3º) Quanto a acomodar-se ao caráter do seu povo, deponho em suas asas alguns dos seus princípios, isto supõe: a) que é dotado dum espírito cheio de abnegação; b) de proceder doce e atrativo; c) que é mais apto, portanto, para o ministério pastoral.
4º) Deduzo, pois, que um pastor, que troca um benefício pequeno por outro maior não deve ser alcunhado de avarento. Antes, pelo contrário, deve considerar-se que não faz senão seguir a sua vocação e aproveitar-se da oportunidade de fazer o bem que se lhe depara.
Quanto à segunda parte da questão, isto é, com referência ao negociante,
suponhamos que o seu negócio é muito reduzido, mas que, tornando-se
religioso, pode melhorar de sorte, encontrando talvez uma esposa rica,
ou maior número de fregueses. Quanto a mim não vejo razão alguma para
que isto não possa fazer-se com lisura; porque,
1º) tornar-se religioso é uma virtude, qualquer que seja o caminho que se siga para o realizar;
2º) também não é ilícito procurar uma esposa rica ou mais e melhores fregueses;
3º) além do que, o homem que alcança estas coisas fazendo-se religioso, obtém uma coisa boa de outras igualmente boas, e torna-se a si mesmo bom; consegue muitas coisas boas, boa esposa, bons fregueses, bons ganhos, e torna-se bom. Logo, fazer-se religioso para obter todas estas coisas é uma tentação boa e de proveito.
Estas palavras de Amor-ao-Dinheiro foram muito aplaudidas por todos,
concluindo-se unanimemente que tal doutrina era sã e vantajosa.
E, como lhes parecia que não podia ser contestada, resolveram apressar o
passo para proporem a questão a Cristão e Esperança, [...]
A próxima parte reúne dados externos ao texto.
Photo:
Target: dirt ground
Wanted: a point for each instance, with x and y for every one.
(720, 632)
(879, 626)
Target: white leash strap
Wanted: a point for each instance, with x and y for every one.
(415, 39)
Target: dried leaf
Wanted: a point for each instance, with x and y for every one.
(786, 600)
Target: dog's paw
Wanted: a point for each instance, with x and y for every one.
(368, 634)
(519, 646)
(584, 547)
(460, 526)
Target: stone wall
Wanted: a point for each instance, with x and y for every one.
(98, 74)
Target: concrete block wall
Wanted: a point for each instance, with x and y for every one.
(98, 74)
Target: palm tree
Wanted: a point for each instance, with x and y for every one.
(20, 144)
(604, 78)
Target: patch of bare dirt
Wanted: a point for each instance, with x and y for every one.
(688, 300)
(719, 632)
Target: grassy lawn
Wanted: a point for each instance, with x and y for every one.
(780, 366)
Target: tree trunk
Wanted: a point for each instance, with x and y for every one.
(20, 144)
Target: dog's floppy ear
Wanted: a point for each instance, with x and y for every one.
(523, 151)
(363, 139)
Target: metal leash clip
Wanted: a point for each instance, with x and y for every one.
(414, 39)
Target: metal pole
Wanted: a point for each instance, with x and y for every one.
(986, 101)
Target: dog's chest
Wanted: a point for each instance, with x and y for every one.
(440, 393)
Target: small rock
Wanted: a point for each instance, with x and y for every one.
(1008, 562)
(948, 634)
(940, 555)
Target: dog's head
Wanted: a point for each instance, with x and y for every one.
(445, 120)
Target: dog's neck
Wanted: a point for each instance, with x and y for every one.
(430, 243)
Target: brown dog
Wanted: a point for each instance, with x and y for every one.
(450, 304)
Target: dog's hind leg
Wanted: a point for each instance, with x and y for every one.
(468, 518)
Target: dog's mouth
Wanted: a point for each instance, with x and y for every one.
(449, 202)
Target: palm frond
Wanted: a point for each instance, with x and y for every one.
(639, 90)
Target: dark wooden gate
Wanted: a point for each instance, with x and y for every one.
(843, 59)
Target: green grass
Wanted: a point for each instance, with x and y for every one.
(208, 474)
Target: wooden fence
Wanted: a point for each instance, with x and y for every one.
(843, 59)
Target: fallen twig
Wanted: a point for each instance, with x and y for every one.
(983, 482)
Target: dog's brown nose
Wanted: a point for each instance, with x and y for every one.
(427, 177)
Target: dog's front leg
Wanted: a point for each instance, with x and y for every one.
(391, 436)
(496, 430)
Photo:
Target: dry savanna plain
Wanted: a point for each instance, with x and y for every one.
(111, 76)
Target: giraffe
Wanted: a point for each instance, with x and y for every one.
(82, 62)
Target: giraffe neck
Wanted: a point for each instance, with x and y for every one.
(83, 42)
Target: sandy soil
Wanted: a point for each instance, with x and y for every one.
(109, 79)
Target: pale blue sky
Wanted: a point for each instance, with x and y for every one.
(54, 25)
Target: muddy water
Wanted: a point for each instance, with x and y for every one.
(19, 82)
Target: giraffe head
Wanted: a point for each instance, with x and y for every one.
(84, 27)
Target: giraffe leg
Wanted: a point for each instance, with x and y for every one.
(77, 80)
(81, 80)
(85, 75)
Cristão respondeu nestes termos:
Cristão – Não só eu, mas
qualquer novato em religião poderia facilmente responder a mil perguntas
como essa; se é ilícito seguir a Cristo por causa dos pães, como se vê
em João 6:26, quanto mais abominável será servir-te de Cristo e da
religião como meio para conseguir e gozar as coisas do mundo! Só os
gentios, os hipócritas, os demônios e os feiticeiros poderão aceitar
semelhante opinião.
1°) Os gentios: Quando Hamor e Siquém quiseram possuir as filhas e os gados de Jacó, e viram que não havia outro meio para conseguir senão deixarem-se circuncidar, disseram aos seus companheiros:”Se todos os nossos varões se circuncidarem, como eles fazem, todos os seus gados e toda a sua fazenda serão nossos”. (Leia-se toda a história em Gênesis 34:20-24) O que eles buscavam eram as filhas e os gados de Jacó. A religião era apenas o meio de obterem o seu fim.
2º) Os fariseus hipócritas também foram religiosos deste gosto. Grandes orações eram entre eles o pretexto para devorarem a casa das viúvas, e por isso o resultado foi maior condenação da parte de Deus (Lucas 20:46-47).
3º) Tal era também a religião de Judas. Este demônio era religioso pela bolsa e pelo que ela continha; mas perdeu-se e foi expulso como filho da perdição.
4°) Nesta religião estava também filiado Simão Mago, porque queria possuir o Espírito Santo para ganhar dinheiro; mas recebeu da boca de Pedro a merecida sentença (Atos 8:18-23).
5º) Também não posso deixar de dizer que todo aquele que toma a religião para possuir o mundo, a deixará, se necessário for, para não abandonar este; pois é tão certo que Judas se fez religioso por causa do mundo como é certo que pela mesma causa vendeu sua religião e o seu Senhor. Responder afirmativamente à questão que opusestes, como me parece que vós tendes respondido, e aceitar essa resposta como boa é ser pagão, hipócrita e filho da perdição, e assim a vossa recompensa será condigna com as vossas obras.
Ouvindo este discurso, ficaram os falsos peregrinos sem saber o que
haviam de replicar. Então Cristão disse para o seu companheiro: Se estes
homens não podem sustentar-se ante a sentença do homem, o que será
quando se apresentarem no tribunal de Deus? Se os vasos de barro os
fazem calar, o que será quando forem repreendidos pelas chamas dum fogo
devorador?
Como disse Spurgeon de Bunyan:
“Fure-o em qualquer parte; e você verá que seu sangue é bíblico, a própria essência da Bíblia flui dele. Ele não consegue falar sem citar um texto, pois sua alma está cheia da Palavra de Deus”
Se você nunca leu O Peregrino sugiro em negrito que leia.